The 50th Expeditionary Signal Battalion is a United States Army unit which is part of the 35th Signal Brigade located at Fort Bragg, North Carolina. The 
Brigade's mission is to provide worldwide contingency, force projection, forced-entry signal support to  the XVIII Airborne Corps for power-projection operations during war and operations other than war.

In 2018, 50th Expeditionary Signal Battalion-Enhanced  (50th ESB-E), 35th Theater Tactical Signal Brigade is serving as the ESB-E pilot unit. 50th ESB-E supports the XVIII Airborne Corps. Potentially this ESB-E will provide capabilities that are scalable, from small units  (forcible-entry alongside paratrooper jumps), to larger, mature operations, as an expeditionary force keeps growing on the ground.

History
The 50th has been supporting the needs of the Army for 114 years, longer than any other active-duty signal unit. With missions ranging from underwater cabling to disaster relief home and abroad to convoy security, to peacekeeping, the 50th Signal Battalion has seen it all.

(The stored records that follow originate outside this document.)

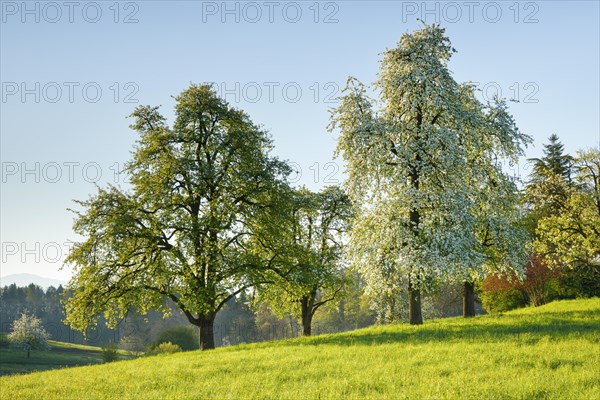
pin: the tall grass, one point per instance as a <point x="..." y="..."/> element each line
<point x="549" y="352"/>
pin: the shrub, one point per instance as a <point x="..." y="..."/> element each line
<point x="183" y="336"/>
<point x="581" y="281"/>
<point x="503" y="292"/>
<point x="165" y="348"/>
<point x="110" y="352"/>
<point x="541" y="284"/>
<point x="28" y="333"/>
<point x="4" y="342"/>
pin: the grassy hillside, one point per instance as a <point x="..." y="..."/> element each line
<point x="14" y="361"/>
<point x="537" y="353"/>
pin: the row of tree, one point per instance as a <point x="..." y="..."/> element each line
<point x="210" y="214"/>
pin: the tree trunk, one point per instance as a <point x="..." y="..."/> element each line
<point x="468" y="299"/>
<point x="207" y="334"/>
<point x="306" y="304"/>
<point x="415" y="317"/>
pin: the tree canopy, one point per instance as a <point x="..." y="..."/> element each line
<point x="422" y="163"/>
<point x="199" y="191"/>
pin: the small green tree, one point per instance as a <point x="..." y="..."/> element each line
<point x="110" y="352"/>
<point x="313" y="272"/>
<point x="27" y="332"/>
<point x="572" y="237"/>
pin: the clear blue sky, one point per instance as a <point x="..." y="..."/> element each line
<point x="545" y="53"/>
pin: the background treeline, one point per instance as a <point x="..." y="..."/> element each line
<point x="240" y="321"/>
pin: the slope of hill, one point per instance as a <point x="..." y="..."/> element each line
<point x="551" y="351"/>
<point x="60" y="355"/>
<point x="22" y="280"/>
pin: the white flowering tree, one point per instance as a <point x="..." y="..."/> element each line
<point x="28" y="333"/>
<point x="423" y="164"/>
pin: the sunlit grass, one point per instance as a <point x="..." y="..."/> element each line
<point x="547" y="352"/>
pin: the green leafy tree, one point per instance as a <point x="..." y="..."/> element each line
<point x="572" y="237"/>
<point x="415" y="163"/>
<point x="199" y="191"/>
<point x="314" y="272"/>
<point x="27" y="332"/>
<point x="549" y="183"/>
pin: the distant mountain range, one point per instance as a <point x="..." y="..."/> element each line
<point x="27" y="279"/>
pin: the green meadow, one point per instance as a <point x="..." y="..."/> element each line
<point x="548" y="352"/>
<point x="15" y="361"/>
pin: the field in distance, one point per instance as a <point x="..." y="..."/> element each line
<point x="15" y="361"/>
<point x="548" y="352"/>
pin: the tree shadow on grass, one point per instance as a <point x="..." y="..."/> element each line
<point x="524" y="329"/>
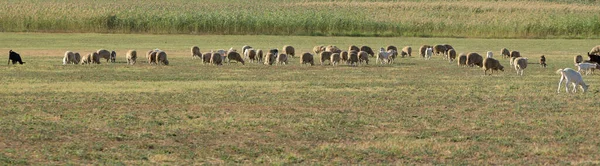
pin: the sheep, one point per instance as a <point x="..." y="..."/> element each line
<point x="474" y="59"/>
<point x="250" y="53"/>
<point x="462" y="59"/>
<point x="491" y="64"/>
<point x="423" y="49"/>
<point x="595" y="50"/>
<point x="196" y="52"/>
<point x="578" y="59"/>
<point x="428" y="53"/>
<point x="451" y="55"/>
<point x="132" y="57"/>
<point x="520" y="64"/>
<point x="335" y="59"/>
<point x="234" y="55"/>
<point x="325" y="56"/>
<point x="282" y="59"/>
<point x="161" y="58"/>
<point x="363" y="56"/>
<point x="543" y="61"/>
<point x="216" y="59"/>
<point x="571" y="76"/>
<point x="353" y="47"/>
<point x="289" y="50"/>
<point x="102" y="53"/>
<point x="353" y="58"/>
<point x="505" y="53"/>
<point x="368" y="50"/>
<point x="269" y="58"/>
<point x="586" y="67"/>
<point x="307" y="58"/>
<point x="406" y="51"/>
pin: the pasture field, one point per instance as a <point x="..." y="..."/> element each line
<point x="412" y="112"/>
<point x="411" y="18"/>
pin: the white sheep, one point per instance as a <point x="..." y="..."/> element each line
<point x="573" y="77"/>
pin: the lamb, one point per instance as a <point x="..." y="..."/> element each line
<point x="491" y="64"/>
<point x="161" y="58"/>
<point x="451" y="55"/>
<point x="234" y="55"/>
<point x="335" y="59"/>
<point x="325" y="55"/>
<point x="368" y="50"/>
<point x="196" y="52"/>
<point x="282" y="59"/>
<point x="406" y="51"/>
<point x="520" y="64"/>
<point x="543" y="61"/>
<point x="289" y="50"/>
<point x="474" y="59"/>
<point x="131" y="57"/>
<point x="363" y="56"/>
<point x="571" y="76"/>
<point x="505" y="53"/>
<point x="586" y="67"/>
<point x="14" y="57"/>
<point x="307" y="58"/>
<point x="462" y="59"/>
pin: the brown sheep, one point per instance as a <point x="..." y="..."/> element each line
<point x="326" y="56"/>
<point x="474" y="59"/>
<point x="233" y="55"/>
<point x="289" y="50"/>
<point x="406" y="51"/>
<point x="307" y="58"/>
<point x="196" y="52"/>
<point x="491" y="64"/>
<point x="368" y="50"/>
<point x="505" y="53"/>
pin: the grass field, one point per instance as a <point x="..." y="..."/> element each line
<point x="412" y="18"/>
<point x="411" y="112"/>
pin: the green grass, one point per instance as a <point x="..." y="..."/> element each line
<point x="412" y="112"/>
<point x="472" y="18"/>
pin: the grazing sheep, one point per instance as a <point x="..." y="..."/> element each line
<point x="335" y="59"/>
<point x="505" y="53"/>
<point x="216" y="59"/>
<point x="520" y="65"/>
<point x="269" y="58"/>
<point x="363" y="56"/>
<point x="282" y="59"/>
<point x="368" y="50"/>
<point x="462" y="59"/>
<point x="571" y="76"/>
<point x="131" y="57"/>
<point x="196" y="52"/>
<point x="491" y="64"/>
<point x="307" y="58"/>
<point x="595" y="50"/>
<point x="543" y="61"/>
<point x="326" y="56"/>
<point x="428" y="53"/>
<point x="474" y="59"/>
<point x="451" y="55"/>
<point x="289" y="50"/>
<point x="233" y="55"/>
<point x="406" y="51"/>
<point x="353" y="58"/>
<point x="353" y="47"/>
<point x="578" y="59"/>
<point x="423" y="49"/>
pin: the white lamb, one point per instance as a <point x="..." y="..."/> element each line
<point x="571" y="76"/>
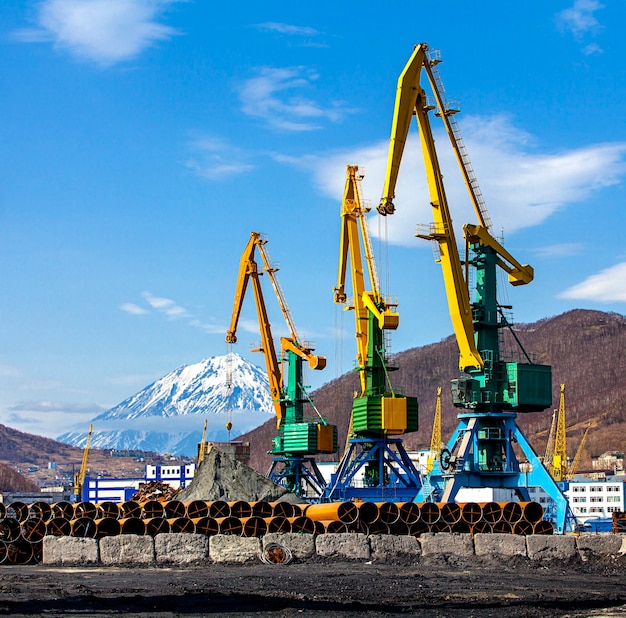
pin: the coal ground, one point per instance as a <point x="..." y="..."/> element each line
<point x="429" y="588"/>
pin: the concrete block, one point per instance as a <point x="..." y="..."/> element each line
<point x="230" y="548"/>
<point x="127" y="549"/>
<point x="181" y="548"/>
<point x="545" y="547"/>
<point x="301" y="546"/>
<point x="69" y="550"/>
<point x="459" y="545"/>
<point x="499" y="545"/>
<point x="598" y="545"/>
<point x="388" y="547"/>
<point x="351" y="545"/>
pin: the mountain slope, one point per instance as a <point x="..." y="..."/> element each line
<point x="587" y="351"/>
<point x="168" y="415"/>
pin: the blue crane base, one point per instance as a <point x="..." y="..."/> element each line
<point x="481" y="454"/>
<point x="389" y="473"/>
<point x="299" y="475"/>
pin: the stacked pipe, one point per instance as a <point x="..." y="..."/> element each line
<point x="23" y="527"/>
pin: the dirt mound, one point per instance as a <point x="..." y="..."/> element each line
<point x="220" y="477"/>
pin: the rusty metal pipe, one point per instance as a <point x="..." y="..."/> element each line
<point x="471" y="512"/>
<point x="107" y="526"/>
<point x="206" y="525"/>
<point x="278" y="524"/>
<point x="63" y="509"/>
<point x="130" y="508"/>
<point x="346" y="512"/>
<point x="543" y="527"/>
<point x="17" y="510"/>
<point x="450" y="512"/>
<point x="368" y="512"/>
<point x="409" y="512"/>
<point x="230" y="525"/>
<point x="84" y="527"/>
<point x="388" y="512"/>
<point x="492" y="511"/>
<point x="33" y="530"/>
<point x="181" y="524"/>
<point x="512" y="512"/>
<point x="533" y="511"/>
<point x="253" y="526"/>
<point x="109" y="509"/>
<point x="58" y="526"/>
<point x="10" y="529"/>
<point x="430" y="512"/>
<point x="85" y="509"/>
<point x="523" y="527"/>
<point x="174" y="509"/>
<point x="240" y="509"/>
<point x="152" y="508"/>
<point x="219" y="509"/>
<point x="302" y="523"/>
<point x="133" y="525"/>
<point x="40" y="510"/>
<point x="156" y="525"/>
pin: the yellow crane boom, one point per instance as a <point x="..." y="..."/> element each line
<point x="79" y="477"/>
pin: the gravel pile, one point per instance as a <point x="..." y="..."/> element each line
<point x="220" y="477"/>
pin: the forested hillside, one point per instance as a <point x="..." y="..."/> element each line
<point x="587" y="352"/>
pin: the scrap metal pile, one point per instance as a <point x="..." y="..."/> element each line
<point x="23" y="527"/>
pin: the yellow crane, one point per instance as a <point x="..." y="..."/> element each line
<point x="79" y="477"/>
<point x="298" y="439"/>
<point x="435" y="439"/>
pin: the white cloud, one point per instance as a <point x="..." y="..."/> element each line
<point x="102" y="31"/>
<point x="524" y="186"/>
<point x="166" y="306"/>
<point x="214" y="159"/>
<point x="133" y="309"/>
<point x="607" y="286"/>
<point x="275" y="96"/>
<point x="281" y="28"/>
<point x="559" y="250"/>
<point x="580" y="19"/>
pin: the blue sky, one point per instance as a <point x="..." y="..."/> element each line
<point x="142" y="141"/>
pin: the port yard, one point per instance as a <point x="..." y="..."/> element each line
<point x="324" y="587"/>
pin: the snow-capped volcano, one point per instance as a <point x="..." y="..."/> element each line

The unit has served with distinction in the Philippines, Japan, Iceland, France, Germany, Iraq, Afghanistan, Liberia, Somalia, Dominican Republic, Grenada, Panama, Jamaica, and Honduras. The 50th stormed the beaches at Normandy and led from the front in Desert Storm. It was the first and only Airborne Signal Battalion when it joined the XVIII Airborne Corps in the 1950s, though the airborne tab was dropped as a part of force modularity in 2006.